Philippe Vigier : "Six mois d'action, six mois de passion"
Frédéric Levent pour l'Echo RépublicainPhilippe Vigier, ancien ministre des Outre-mer et député d'Eure-et-Loir, s'est confié dans les colonnes de l'Echo Républicain sur le bilan de sa première expérience ministérielle et évoqué ses projets.
L'Echo Républicain : Quel est votre état d'esprit après l'annonce de la seconde partie du gouvernement Attal ?
Philippe Vigier : De la passion, de l'émotion et de la frustration, mais c'est la vie. J'avance. J'ai un sentiment d'injustice, mais je ne suis ni le premier ni le dernier.

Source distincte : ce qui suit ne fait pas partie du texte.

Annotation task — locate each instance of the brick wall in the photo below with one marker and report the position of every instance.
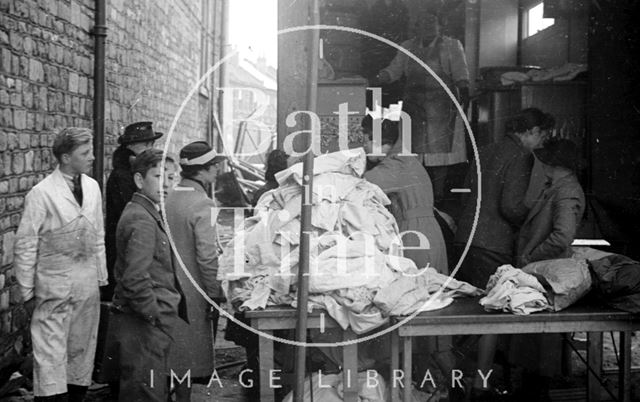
(153, 54)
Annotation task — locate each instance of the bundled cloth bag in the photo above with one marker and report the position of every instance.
(616, 281)
(566, 280)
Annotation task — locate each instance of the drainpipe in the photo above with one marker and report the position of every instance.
(224, 35)
(313, 44)
(100, 33)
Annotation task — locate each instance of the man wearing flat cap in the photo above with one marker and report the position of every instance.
(137, 137)
(189, 215)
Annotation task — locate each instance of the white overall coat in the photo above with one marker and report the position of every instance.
(60, 260)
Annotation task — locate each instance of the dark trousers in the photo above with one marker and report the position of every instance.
(479, 264)
(137, 352)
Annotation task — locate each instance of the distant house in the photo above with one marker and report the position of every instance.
(250, 119)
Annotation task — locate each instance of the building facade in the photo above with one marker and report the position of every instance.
(156, 51)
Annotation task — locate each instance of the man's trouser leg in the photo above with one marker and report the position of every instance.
(143, 353)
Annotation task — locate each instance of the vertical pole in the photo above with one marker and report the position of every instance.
(307, 200)
(100, 33)
(224, 35)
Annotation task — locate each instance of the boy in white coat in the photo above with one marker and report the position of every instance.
(59, 263)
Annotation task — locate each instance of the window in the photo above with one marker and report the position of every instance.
(534, 20)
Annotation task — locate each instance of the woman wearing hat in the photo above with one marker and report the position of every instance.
(189, 217)
(137, 137)
(547, 233)
(551, 225)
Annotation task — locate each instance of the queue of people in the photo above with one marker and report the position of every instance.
(145, 263)
(159, 320)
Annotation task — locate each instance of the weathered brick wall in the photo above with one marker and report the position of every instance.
(153, 53)
(153, 60)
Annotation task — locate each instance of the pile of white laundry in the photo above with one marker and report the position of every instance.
(357, 272)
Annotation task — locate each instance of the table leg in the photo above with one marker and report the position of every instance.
(395, 363)
(624, 370)
(406, 367)
(594, 359)
(350, 367)
(265, 355)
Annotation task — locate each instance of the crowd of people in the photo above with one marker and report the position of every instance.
(157, 318)
(68, 258)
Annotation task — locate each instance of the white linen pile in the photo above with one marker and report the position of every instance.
(357, 272)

Le plus important, ce n'est pas le regard que je peux avoir, c'est le regard de bienveillance que je reçois. Ce qui m'a vraiment conforté, ce sont les dizaines d'appels et de messages des anciens Premiers ministres Élisabeth Borne et Jean Castex, des collègues et anciens collègues du gouvernement, des parlementaires, d'élus et d'acteurs du territoire qui m'ont dit "Merci pour le boulot". On ne comprend pas. Mais la vie politique exige qu'il y ait des jours heureux et des jours plus difficiles.
Quand avez-vous appris que vous n'étiez pas reconduit ?
Jeudi, à 19 h 12. Le Premier ministre m'a appelé pour me dire que j'avais fait « un super boulot. Je t'aime bien, t'es dynamique, mais là, vu le format, il n'y a pas assez de places, donc ce sera une femme qui sera à ta place ».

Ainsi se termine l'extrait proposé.